- Born: Andrey Vladimirovich Kurshin 12 June 1988 (age 38)
- Other name: Moskva
- Occupations: Milblogger; software engineer;
- Years active: 2015–2023
- Known for: Moscow Calling

= Andrey Kurshin =

Russian dissident milblogger

Andrey Vladimirovich Kurshin (Андрей Владимирович Куршин) is a Russian milblogger who ran the Moscow Calling channel on Telegram. Kurshin gained notoriety for being arrested by Russian authorities for discrediting the Russian Armed Forces during the Russian invasion of Ukraine.

==Biography==
Kurshin was born on 12 June 1988. He fought for the self-proclaimed Donetsk People's Republic from 2014 to 2015 under the call sign Moskva during the war in Donbas. Upon returning to Russia, Kurshin started the Moscow Calling channel to cover the Russo-Ukrainian War and notably adopting a more moderate position on the war. While running Moscow Calling, Kurshin also worked as a software engineer for the firm Rif, which develops weapons-related software, and claims to have contacts in high places within the Russian military.

===Moscow Calling===
Moscow Calling was run by Kurshin anonymously and frequently espoused ultranationalist views and become one of the leading milbloggers criticising the supposed inadequacy and ineptitude of the Russian Ministry of Defence's planning, fighting, and leadership during the Russian invasion of Ukraine. Kurshin would be doxxed by his fellow milbloggers as the administrator of Moscow Calling after joking about the assassination of Vladlen Tatarsky in April 2023. Kurshin frequently posted in favour of fellow dissident ultranationalist Igor Girkin. In May 2023, he claimed that pro-war activists threw a brick through the window of his mother's house. At the time of his arrest Moscow Calling had 87,000 followers.

===Arrest and sentence===
On 31 August 2023, shortly after Moscow Calling made a post of a video of members of the 205th Separate Motor Rifle Brigade complaining about poor uniforms and shoddy equipment, Kurshin would be arrested at a train station.

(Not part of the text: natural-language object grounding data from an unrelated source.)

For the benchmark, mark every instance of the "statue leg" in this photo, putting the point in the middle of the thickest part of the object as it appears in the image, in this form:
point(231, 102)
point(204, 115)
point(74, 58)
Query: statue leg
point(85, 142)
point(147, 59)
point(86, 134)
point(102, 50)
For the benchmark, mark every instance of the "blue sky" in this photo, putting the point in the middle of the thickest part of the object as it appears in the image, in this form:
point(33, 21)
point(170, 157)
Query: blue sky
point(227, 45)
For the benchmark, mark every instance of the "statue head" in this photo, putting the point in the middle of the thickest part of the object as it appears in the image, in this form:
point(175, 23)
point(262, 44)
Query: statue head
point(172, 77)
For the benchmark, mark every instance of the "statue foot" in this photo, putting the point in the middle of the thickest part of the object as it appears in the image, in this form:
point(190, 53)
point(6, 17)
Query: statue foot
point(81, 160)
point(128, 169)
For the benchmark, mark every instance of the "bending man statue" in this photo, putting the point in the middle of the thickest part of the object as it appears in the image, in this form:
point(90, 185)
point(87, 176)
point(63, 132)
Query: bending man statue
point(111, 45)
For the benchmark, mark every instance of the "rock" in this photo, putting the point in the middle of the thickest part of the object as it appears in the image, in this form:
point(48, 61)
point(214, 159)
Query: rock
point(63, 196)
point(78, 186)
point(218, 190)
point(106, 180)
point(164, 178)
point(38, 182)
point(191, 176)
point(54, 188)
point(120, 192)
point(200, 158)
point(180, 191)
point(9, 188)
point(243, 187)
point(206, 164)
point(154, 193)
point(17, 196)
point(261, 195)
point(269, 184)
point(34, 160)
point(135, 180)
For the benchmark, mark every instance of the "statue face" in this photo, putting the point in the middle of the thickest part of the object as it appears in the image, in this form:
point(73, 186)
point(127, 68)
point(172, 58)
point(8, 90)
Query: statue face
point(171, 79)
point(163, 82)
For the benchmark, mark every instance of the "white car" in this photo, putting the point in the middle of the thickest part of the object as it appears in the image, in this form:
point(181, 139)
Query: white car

The Russian state news agency TASS reported that Kurshin was arrested for violating Article 207.3 of the Criminal Code of Russia for the "dissemination of deliberately false information about the Russian Armed Forces".

Several of Moscow Callings post where used as evidence in court, namely, posts between 14 September and 23 November 2022, covering Russian shelling of Zaporizhzhia Oblast and a strike near a dam on the river Inhulets near Kherson. Facing ten years in prison, Kurshin plead guilty to the charges on 1 September in a hope to get a reduced sentence. On 7 August 2024, Kurshin was sentenced to 6 and a half years in prison.